RTX has a potential beneficial effect; however, it requires intravenous infusions and is associated with infection risk that may limit its use, especially in treating NMO as a first-class agent. According to our study, although no significant difference was observed among the RTX, MMF, and AZA groups in EDSS and ARR values at pre-post treatment, the Kaplan–Meier survival estimates indicated there were significant differences in relapse rates among the subjects treated with RTX, AZA, and MMF, and RTX-treated patients were more likely to be relapse-free after long-term follow-up than those who received AZA or MMF therapy. For this reason, on the basis of our study, AZA or MMF may also produce adverse effects rather than serious side effects. In total, 87% (20/23) of patients reported no adverse effects following RTX therapy (low dose used). In most patients, the use of RTX was limited because of the high cost and the need to monitor CD19+ lymphocytes with flow cytometry analysis [7, 18, 25].
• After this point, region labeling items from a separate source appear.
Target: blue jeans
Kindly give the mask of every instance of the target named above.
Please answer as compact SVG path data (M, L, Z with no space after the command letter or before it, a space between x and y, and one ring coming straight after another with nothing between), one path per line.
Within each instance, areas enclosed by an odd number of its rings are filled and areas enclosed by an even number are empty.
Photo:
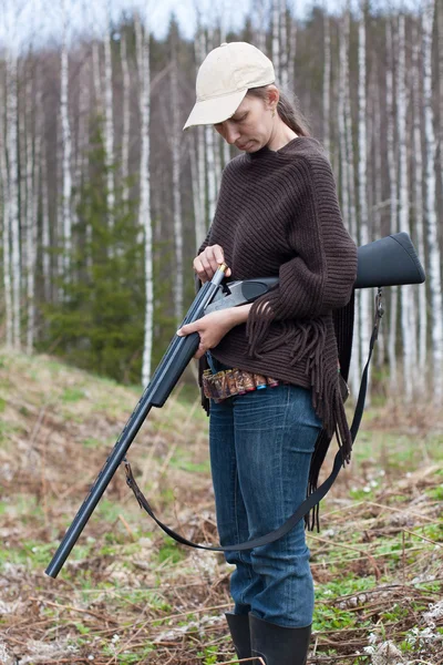
M212 370L226 366L208 355ZM321 421L310 390L292 385L210 400L209 450L222 545L280 526L306 498L311 456ZM280 540L225 552L236 569L230 593L236 614L251 612L281 626L310 625L313 582L305 522Z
Moreover, less than 6.3% of our patients experienced low white blood cell counts, and less than 7.7% experienced infection (such as gingivitis). Therefore, patients and physicians need to be aware of the long-term risks of hematological malignancies. Although we have not found hematological malignancy cases, the awareness of the risk should be emphasized.
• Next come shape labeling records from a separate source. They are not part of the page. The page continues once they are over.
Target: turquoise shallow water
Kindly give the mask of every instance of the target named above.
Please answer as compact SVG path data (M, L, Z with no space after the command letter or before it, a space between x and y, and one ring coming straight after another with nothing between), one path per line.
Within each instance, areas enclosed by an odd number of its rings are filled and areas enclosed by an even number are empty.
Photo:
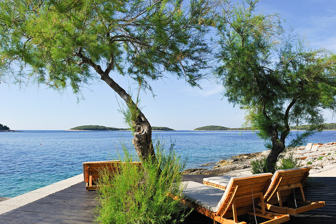
M333 141L335 133L323 131L307 142ZM167 143L176 140L175 149L182 156L188 156L186 168L265 150L263 142L251 131L153 134ZM83 162L115 159L121 139L129 142L132 138L128 131L0 132L0 197L14 197L79 174Z

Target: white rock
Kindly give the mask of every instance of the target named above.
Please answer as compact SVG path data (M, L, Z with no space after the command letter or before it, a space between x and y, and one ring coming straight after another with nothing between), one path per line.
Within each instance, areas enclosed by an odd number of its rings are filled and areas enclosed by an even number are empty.
M263 156L266 156L268 155L269 154L269 152L271 151L270 150L266 150L266 151L264 151L261 153L261 155Z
We also note the limitations of our study such as the small sample size, the lack of a randomized placebo-controlled design, and lack of the basal epidemiological and radiological characters. Also, concomitant treatments may preclude a definitive evaluation of the efficacy of RTX, AZA, and MMF in NMO relapse prevention [29]. In addition, a washout period to eliminate the influence of prior therapies was absent. Finally, there were more seronegative patients with NMOSD than seropositive ones in this cohort, and the presence of other independent disease groups in the seronegative NMOSD group may substantially affect the results.

Conclusions

Our findings suggest that RTX, MMF, and AZA are all effective in patients with NMOSD both in seropositive and seronegative AQP4-Ab status. Specifically, RTX-treated patients were more likely to be relapse-free after long-term follow-up. Thus, despite the mentioned limitations, this study provided evidence supporting the use of RTX, AZA, and MMF to prevent NMO attacks. RTX, AZA, and MMF seemed to be effective, even with or without oral prednisone administration; however, the effectiveness, cost, and adverse effects associated with these treatments, and the urgency to achieve immediate immunosuppression, could practically affect the choice of treatment. Nevertheless, RTX should be recommended owing to its long-term efficacy and safety. Further research is ongoing that is based on part of these individual cases generated by our clinical database.